Students at the University of Virginia School of Law picked up several awards at moot court competitions across the country this semester.
The Extramural Moot Court team fielded 18 teams of two who competed in 15 appellate moot court competitions in eight states and Washington, D.C., between January and April. The competitions test the students' ability to understand the law, analyze it and articulate it for judges through briefs and oral argument.
The teams had an "incredible" run this semester, said Extramural Moot Court president Sami Al-Marzoog. "The majority of our teams made it to the quarterfinals or better in their competitions."
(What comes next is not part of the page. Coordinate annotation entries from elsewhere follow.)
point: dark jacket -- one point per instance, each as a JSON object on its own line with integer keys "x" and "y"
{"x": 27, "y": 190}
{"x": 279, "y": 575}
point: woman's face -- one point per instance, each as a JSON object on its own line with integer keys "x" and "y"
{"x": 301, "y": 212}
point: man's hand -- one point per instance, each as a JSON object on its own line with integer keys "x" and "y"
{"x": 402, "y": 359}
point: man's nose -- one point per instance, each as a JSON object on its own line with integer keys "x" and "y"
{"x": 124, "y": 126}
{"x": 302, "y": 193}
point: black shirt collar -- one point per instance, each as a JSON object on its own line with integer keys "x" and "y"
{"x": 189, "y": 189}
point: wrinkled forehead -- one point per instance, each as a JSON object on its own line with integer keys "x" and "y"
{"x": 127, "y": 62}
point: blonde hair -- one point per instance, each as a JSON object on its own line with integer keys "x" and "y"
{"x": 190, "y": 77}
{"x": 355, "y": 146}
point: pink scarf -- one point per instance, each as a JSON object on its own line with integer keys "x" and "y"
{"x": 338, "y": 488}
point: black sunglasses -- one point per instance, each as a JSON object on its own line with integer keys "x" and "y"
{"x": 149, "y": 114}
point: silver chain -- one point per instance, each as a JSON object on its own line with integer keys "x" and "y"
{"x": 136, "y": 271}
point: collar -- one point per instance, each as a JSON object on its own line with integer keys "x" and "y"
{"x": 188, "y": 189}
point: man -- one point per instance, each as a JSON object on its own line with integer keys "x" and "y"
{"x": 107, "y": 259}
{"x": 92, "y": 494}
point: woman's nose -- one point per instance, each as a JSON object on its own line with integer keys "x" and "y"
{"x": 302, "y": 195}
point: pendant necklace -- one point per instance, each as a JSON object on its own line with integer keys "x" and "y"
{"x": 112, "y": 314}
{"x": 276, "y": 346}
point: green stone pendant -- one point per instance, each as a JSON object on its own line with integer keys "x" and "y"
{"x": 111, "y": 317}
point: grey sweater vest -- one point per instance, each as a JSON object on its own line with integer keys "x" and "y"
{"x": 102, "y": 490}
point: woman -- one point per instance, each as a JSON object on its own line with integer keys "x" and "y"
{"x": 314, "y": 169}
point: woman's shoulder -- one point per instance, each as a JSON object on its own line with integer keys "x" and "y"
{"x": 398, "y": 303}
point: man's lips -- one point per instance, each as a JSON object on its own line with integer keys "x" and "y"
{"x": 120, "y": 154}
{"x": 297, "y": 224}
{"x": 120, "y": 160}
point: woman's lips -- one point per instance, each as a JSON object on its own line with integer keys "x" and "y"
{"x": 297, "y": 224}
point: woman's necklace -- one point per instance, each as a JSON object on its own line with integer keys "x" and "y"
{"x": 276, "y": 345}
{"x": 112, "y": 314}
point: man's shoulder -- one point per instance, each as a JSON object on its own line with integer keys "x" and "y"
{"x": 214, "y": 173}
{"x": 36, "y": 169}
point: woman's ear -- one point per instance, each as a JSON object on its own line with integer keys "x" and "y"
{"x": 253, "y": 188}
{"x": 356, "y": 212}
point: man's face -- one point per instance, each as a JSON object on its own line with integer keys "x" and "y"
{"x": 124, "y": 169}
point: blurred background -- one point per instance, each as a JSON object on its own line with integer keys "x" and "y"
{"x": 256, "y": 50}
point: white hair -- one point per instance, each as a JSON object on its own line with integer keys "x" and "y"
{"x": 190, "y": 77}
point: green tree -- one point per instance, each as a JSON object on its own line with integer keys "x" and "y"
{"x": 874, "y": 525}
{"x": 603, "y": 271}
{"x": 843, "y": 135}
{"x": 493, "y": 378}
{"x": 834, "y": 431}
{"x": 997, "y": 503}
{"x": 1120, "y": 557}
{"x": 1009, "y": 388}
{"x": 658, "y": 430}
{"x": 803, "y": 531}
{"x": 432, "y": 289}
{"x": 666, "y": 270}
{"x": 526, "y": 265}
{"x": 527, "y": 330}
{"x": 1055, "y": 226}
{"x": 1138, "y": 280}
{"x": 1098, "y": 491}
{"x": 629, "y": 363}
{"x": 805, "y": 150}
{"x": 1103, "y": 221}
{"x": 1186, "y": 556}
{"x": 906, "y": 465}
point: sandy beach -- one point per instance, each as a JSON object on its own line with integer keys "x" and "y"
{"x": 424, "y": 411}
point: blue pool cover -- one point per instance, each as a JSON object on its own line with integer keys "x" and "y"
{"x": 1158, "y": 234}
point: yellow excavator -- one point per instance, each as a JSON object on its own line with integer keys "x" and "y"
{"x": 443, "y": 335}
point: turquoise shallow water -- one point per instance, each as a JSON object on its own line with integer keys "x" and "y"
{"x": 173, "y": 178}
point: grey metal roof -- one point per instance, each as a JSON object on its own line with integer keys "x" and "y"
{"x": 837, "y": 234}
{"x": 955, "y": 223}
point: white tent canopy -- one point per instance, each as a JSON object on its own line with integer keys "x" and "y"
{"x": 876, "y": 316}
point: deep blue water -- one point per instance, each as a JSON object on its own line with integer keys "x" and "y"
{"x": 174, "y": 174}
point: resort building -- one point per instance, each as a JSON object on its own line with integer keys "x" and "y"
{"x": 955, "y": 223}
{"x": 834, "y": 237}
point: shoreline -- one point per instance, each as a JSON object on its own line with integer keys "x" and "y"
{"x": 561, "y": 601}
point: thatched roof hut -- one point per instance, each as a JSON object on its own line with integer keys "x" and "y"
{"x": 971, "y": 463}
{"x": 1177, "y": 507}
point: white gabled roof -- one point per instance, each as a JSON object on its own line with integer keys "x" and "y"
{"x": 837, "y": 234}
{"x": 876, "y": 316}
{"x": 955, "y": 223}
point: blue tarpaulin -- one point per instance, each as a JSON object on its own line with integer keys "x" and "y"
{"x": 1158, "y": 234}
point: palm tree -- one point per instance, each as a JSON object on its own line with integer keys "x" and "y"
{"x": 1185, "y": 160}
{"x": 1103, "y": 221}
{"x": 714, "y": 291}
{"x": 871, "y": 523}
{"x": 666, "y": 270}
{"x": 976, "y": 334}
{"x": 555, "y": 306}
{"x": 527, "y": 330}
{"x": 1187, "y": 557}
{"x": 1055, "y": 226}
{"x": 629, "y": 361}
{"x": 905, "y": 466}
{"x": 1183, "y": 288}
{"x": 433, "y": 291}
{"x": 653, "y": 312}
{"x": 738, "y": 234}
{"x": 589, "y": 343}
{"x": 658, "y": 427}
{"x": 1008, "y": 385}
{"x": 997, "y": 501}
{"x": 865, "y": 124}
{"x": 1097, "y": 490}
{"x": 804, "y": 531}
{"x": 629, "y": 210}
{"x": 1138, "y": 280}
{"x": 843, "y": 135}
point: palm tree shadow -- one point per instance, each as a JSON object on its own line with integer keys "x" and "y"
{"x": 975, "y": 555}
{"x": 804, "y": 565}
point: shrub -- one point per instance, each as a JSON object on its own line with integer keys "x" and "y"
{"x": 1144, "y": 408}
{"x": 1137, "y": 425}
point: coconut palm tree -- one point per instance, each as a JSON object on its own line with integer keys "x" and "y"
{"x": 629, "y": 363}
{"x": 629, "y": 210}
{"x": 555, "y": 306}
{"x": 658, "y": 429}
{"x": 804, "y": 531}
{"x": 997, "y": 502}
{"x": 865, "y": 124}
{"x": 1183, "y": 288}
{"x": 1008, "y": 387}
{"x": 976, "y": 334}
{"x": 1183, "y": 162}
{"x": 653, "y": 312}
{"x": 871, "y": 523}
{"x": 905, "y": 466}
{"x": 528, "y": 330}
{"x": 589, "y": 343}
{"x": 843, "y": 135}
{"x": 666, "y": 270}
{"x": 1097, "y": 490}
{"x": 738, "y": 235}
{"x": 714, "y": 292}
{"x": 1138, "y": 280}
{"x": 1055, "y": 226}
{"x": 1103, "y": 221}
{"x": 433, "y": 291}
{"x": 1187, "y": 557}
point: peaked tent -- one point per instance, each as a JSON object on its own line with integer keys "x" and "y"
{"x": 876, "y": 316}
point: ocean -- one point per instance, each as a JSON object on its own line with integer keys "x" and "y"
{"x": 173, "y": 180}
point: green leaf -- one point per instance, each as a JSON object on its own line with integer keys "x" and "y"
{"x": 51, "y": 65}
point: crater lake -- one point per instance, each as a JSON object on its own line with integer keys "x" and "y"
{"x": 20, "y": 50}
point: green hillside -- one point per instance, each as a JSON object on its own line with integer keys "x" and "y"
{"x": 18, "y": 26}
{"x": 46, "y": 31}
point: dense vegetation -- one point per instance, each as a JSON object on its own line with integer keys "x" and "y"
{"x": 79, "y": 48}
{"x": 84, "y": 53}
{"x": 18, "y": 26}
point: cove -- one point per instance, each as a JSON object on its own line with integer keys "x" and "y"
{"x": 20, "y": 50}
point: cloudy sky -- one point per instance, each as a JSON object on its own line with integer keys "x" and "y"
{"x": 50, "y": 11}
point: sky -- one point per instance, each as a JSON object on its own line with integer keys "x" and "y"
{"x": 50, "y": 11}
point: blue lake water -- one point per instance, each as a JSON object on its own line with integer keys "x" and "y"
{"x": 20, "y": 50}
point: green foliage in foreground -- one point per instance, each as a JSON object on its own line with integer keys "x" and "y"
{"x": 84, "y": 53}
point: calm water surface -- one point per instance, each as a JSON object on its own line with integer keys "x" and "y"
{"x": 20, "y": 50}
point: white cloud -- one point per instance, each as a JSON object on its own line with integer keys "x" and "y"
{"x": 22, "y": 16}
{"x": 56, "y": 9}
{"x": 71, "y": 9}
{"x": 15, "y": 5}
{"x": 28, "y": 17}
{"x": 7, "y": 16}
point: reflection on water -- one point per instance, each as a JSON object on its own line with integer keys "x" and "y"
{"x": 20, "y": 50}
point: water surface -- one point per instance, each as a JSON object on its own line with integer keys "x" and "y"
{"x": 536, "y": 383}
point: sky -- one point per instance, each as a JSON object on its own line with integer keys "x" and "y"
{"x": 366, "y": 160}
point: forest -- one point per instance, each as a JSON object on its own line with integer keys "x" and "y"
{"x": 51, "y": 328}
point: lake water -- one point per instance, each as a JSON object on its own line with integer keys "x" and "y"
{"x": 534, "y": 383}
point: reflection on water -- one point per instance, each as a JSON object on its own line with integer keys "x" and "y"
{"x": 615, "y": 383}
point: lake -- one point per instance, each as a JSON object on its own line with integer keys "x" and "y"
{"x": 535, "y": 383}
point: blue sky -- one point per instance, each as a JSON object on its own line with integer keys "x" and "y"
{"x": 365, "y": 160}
Student teams' wins and awards include:
- Megan Shoell '18 and Kendall Burchard '19 placed first at the Craven Constitutional Law Competition in Chapel Hill, North Carolina.
- Shanthi Rajagopalan '18 and Sarah Crandall '19 took first place overall and tied for second place for their brief in the Thurgood Marshall Federal Law Competition, held in Washington, D.C.
- Maya Rich '19 won best oralist at the 46th Annual Spong Constitutional Law Tournament in Williamsburg, Virginia.
- Gary Dunn '18 and Sami Ghubril '19 advanced to quarter finals and had the third-best brief in the 46th Annual Spong Constitutional Law Tournament in Williamsburg, Virginia.
- Henry Morris '18 and Luke Zaro '19 were semifinalists in the National Baseball Arbitration Competition in New Orleans.
- Alyson Sandler '17 and Will Robertson '18 were semifinalists at the National Cultural Heritage Law Moot Court Competition in Chicago.
- Trina Rizzo '19 and Olivia Vaden '19 were semifinalists at the Cardozo BMI Entertainment and Communicatinos Law Moot Court Competition, held in New York.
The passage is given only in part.